The 317th RCS received an overwhelming response. Recruiters reached out with the Air Force STEM 2020 Challenge contest to hundreds of schools in the region that helped market the contest through their social media and websites.
The 18 essay winners toured the Pentagon and participated in a "Fighter Pilot for a Day" program. They received F-22 Raptor and F-35 Lightning II joint strike fighter briefings and had the chance to fly state-of-the-art fighter aircraft simulators.
"It was a pleasure to welcome these future innovators, and give them a taste of what it is like to serve here," said Lt. Col. Steven Whitney, who works in the Joint Chiefs of Staff Force Structure, Resources and Assessment Directorate and acted as the students' tour guide. "It was inspiring to spend time with our nation's future leaders."
One of the most solemn moments came while visiting the 9/11 Memorial in the Pentagon. Whitney asked one of the students where they were on Sept. 11, 2001.
"I was in kindergarten ... but I remember seeing all of it on TV," said Mariam Cocker, a student from Roosevelt High School in Maryland.
It was then that one of the fathers on the tour came forward and shared his experiences as a first responder at the Pentagon on Sept. 11, 2001. Everyone on the tour erupted in applause.
Following their visit to the Pentagon, the young innovators got their chance to show their stuff with America's latest technology at the Lockheed Martin Fighter Demonstration Center in Crystal City, Va. They received in-depth briefings on the Air Force's newest fighter aircraft, the F-35.
Heather Penney, an Air National Guard fighter pilot, led the presentation. Then, former military fighter pilots escorted the students to state-of-the-art F-35 and F-22 simulator facilities. They also shared their own flying experiences, ranging from combat encounters in Vietnam all way through both Gulf wars. Students shared their input as well and talked about everything from advanced robotics to how tomorrow's avionics "ought to work."
At the end of the day, the Air Force STEM 2020 Challenge winners left Air Force and industry leaders with a comforting sense of America's future.
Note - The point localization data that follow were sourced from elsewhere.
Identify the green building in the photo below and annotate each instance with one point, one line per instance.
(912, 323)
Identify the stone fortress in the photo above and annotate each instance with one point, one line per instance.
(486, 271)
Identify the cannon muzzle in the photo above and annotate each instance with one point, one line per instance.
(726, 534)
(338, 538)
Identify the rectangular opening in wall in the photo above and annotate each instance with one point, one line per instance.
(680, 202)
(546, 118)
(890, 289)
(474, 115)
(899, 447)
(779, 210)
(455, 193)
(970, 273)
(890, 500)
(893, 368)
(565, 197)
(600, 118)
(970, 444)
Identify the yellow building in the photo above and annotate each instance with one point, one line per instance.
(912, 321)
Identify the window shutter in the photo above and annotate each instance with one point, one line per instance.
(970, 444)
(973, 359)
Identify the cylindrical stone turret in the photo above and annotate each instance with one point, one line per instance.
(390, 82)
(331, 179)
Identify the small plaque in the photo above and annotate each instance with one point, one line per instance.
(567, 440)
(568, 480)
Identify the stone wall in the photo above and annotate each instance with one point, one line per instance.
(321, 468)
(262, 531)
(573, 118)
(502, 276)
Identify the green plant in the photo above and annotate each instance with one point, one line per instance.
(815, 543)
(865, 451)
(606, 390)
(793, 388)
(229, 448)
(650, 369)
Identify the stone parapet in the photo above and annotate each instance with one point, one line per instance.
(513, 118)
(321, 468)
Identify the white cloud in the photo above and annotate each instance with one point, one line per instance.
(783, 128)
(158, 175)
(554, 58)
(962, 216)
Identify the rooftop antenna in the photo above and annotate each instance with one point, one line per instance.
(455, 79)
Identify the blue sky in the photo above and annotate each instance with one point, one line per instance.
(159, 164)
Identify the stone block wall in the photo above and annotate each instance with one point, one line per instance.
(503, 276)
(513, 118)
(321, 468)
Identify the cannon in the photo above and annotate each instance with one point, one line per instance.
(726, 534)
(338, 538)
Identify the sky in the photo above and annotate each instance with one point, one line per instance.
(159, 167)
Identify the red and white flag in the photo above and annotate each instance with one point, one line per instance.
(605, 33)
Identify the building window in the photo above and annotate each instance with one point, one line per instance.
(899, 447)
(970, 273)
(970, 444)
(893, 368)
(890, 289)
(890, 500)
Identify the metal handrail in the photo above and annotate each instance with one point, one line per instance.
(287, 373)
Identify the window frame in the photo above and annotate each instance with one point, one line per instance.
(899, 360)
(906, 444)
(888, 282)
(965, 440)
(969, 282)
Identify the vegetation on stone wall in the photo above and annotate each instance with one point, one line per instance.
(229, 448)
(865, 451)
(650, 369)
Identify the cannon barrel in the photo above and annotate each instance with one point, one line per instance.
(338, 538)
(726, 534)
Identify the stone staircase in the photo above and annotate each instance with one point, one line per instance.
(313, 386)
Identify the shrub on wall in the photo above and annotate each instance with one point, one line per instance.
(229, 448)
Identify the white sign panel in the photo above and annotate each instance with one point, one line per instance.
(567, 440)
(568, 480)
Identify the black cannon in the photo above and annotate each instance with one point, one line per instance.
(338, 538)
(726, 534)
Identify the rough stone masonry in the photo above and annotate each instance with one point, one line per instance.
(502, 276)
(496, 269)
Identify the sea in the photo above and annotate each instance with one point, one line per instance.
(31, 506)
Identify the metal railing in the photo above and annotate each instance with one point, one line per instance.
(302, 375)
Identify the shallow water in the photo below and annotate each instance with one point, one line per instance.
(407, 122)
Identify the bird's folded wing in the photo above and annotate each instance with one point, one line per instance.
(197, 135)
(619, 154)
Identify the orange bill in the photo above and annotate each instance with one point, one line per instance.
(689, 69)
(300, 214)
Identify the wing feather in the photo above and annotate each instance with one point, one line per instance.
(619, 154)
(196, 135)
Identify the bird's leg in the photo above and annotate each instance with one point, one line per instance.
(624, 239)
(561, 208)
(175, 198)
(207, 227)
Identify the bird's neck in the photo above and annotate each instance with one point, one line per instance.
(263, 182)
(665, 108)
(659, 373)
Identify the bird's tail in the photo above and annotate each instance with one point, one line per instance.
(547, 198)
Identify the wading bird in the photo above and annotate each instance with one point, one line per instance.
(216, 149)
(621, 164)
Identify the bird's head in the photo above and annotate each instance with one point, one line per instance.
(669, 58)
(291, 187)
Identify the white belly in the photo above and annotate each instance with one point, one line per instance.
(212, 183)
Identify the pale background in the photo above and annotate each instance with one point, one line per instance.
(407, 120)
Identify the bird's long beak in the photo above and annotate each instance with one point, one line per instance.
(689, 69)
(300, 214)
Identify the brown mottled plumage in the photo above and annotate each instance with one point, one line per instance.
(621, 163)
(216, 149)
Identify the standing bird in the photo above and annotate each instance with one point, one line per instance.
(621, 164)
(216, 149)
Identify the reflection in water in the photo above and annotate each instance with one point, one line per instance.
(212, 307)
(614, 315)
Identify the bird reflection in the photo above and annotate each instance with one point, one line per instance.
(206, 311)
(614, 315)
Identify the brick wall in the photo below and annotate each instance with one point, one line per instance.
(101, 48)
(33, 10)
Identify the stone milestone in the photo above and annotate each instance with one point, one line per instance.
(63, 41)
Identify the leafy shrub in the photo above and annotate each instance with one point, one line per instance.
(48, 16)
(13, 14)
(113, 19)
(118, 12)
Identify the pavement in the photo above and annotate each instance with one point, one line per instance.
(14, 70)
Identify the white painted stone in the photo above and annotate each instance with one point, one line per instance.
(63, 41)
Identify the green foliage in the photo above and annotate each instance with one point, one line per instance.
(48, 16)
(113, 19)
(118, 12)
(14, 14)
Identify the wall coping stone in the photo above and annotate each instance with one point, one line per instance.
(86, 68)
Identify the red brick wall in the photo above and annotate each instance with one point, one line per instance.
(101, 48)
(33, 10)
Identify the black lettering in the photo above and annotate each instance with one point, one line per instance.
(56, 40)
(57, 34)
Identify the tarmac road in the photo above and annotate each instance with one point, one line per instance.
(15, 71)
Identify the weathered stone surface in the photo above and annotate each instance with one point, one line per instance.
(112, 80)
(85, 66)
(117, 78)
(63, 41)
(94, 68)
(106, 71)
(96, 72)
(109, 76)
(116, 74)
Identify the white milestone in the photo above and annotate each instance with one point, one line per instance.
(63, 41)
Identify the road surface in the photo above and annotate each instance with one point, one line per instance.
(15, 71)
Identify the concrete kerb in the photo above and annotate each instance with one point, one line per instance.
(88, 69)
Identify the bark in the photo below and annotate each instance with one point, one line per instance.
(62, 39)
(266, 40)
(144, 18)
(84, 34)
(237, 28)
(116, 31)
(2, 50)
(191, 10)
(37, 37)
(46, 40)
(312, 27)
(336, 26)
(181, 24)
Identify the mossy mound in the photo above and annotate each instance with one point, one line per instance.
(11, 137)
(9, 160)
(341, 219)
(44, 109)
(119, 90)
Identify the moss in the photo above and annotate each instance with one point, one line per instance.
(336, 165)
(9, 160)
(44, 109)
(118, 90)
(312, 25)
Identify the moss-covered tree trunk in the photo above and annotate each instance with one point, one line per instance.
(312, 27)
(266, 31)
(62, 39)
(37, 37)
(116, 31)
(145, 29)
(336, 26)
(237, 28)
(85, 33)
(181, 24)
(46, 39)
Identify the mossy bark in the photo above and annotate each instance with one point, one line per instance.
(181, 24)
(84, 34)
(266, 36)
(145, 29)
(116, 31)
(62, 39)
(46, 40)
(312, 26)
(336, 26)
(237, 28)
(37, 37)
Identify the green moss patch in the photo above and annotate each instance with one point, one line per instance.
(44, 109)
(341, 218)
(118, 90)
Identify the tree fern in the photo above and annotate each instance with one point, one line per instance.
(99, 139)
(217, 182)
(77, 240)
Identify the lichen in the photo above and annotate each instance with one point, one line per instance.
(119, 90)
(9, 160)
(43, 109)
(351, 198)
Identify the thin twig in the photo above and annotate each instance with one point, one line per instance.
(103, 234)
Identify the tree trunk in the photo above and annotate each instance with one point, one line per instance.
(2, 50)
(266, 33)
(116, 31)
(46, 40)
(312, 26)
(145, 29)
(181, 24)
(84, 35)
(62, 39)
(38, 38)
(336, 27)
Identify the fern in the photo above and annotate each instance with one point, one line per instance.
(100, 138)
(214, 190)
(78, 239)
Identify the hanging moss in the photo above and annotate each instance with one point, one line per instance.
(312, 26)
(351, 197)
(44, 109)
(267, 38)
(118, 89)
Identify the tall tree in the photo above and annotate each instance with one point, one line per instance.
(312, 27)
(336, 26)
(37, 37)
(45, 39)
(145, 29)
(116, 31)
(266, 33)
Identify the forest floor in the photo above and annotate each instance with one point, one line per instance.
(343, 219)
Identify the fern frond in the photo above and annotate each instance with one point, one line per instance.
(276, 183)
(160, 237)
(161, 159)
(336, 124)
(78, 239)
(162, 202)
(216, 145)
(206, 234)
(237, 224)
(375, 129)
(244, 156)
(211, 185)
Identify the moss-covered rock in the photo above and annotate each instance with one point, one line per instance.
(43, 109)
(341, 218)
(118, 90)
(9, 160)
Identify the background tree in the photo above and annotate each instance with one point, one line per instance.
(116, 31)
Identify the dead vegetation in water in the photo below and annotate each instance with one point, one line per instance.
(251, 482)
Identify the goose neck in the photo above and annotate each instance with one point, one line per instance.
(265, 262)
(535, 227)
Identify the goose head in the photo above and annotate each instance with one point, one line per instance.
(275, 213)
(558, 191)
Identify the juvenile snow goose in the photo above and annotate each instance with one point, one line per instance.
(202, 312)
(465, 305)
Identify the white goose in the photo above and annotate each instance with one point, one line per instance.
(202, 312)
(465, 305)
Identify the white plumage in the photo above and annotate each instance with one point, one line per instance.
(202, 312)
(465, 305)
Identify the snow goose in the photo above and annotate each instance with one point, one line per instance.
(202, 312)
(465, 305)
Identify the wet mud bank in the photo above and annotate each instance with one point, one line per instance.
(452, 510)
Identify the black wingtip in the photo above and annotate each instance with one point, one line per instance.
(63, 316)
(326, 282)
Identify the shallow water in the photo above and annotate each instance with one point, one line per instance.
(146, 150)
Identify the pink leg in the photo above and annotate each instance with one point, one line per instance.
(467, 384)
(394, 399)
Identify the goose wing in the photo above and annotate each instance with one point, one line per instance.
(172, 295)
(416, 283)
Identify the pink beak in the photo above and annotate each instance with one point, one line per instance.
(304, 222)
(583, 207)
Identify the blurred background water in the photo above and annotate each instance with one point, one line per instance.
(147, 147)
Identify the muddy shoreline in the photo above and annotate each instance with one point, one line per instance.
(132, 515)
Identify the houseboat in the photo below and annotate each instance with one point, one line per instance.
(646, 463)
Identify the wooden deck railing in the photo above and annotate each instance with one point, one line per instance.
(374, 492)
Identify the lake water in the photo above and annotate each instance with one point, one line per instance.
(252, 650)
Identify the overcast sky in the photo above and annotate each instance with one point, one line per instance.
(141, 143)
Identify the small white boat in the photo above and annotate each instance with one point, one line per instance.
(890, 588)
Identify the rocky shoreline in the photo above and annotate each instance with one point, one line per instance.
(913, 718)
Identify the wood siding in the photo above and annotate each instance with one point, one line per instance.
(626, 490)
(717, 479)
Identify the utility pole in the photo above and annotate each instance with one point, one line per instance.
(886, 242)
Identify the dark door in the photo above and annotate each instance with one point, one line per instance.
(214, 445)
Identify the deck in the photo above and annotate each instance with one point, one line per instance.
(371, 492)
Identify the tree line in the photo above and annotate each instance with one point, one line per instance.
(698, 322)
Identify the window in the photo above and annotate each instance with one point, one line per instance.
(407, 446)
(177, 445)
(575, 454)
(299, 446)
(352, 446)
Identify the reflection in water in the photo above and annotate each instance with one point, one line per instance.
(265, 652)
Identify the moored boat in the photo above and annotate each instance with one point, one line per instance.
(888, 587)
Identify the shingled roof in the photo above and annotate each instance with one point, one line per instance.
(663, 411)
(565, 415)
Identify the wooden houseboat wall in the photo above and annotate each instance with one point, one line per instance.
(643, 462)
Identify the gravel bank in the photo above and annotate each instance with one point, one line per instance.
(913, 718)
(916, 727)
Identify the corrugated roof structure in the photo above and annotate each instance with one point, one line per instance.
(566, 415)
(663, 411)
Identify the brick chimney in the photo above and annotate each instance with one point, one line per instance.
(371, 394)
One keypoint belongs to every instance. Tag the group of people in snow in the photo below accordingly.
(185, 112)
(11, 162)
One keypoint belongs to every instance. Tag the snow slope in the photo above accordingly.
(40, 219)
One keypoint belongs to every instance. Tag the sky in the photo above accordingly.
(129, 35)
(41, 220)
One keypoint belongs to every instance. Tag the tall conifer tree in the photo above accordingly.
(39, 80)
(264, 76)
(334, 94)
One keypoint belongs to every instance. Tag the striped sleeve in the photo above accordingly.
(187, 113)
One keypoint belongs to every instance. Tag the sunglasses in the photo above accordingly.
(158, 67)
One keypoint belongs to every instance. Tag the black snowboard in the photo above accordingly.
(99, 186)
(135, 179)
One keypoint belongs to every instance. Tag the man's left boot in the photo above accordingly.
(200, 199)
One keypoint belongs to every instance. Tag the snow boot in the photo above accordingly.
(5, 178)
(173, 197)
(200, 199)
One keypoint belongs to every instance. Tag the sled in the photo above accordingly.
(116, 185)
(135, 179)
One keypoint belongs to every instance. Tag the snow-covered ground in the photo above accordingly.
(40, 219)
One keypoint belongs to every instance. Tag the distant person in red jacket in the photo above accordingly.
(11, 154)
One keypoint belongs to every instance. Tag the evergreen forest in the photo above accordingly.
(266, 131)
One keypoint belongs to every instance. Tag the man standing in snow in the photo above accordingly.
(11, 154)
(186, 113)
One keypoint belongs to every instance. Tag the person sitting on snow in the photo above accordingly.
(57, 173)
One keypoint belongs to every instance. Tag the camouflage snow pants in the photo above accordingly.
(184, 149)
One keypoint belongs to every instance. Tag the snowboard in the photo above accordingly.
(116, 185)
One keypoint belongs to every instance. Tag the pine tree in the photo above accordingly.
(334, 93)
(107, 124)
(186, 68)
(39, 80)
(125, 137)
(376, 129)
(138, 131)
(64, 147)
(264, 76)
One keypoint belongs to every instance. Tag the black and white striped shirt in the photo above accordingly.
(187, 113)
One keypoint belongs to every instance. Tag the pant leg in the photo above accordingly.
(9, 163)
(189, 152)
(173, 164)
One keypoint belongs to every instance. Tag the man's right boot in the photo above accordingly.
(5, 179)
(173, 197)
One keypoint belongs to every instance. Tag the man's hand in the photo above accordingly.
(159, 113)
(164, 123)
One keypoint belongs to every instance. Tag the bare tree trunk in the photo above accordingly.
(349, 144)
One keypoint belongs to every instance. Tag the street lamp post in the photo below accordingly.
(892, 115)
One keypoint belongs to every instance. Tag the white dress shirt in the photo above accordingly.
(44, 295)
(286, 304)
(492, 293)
"We often label our young folks these days as the 'I/me' Generation," said Lt. Col. Ravi Chaudhary, the 317th RCS commander. "However, I don't see it that way. These future leaders have an incredible sense of the future, particularly when it comes to the impact of Sept. 11 on their lives. They really are our country's next greatest generation -- innovators with visions well beyond the capabilities of our current generation. They are the key to innovation in America. I can't wait until Air Force STEM 2021 and see what the future holds."
The 317th RCS is located in Oxon Hill, Md., and covers a 43,000 square-mile area that includes Maryland, Virginia, West Virginia and North Carolina. Its mission is to inspire, engage and recruit the brightest, most competitive and diverse men and women for service in America's Air Force.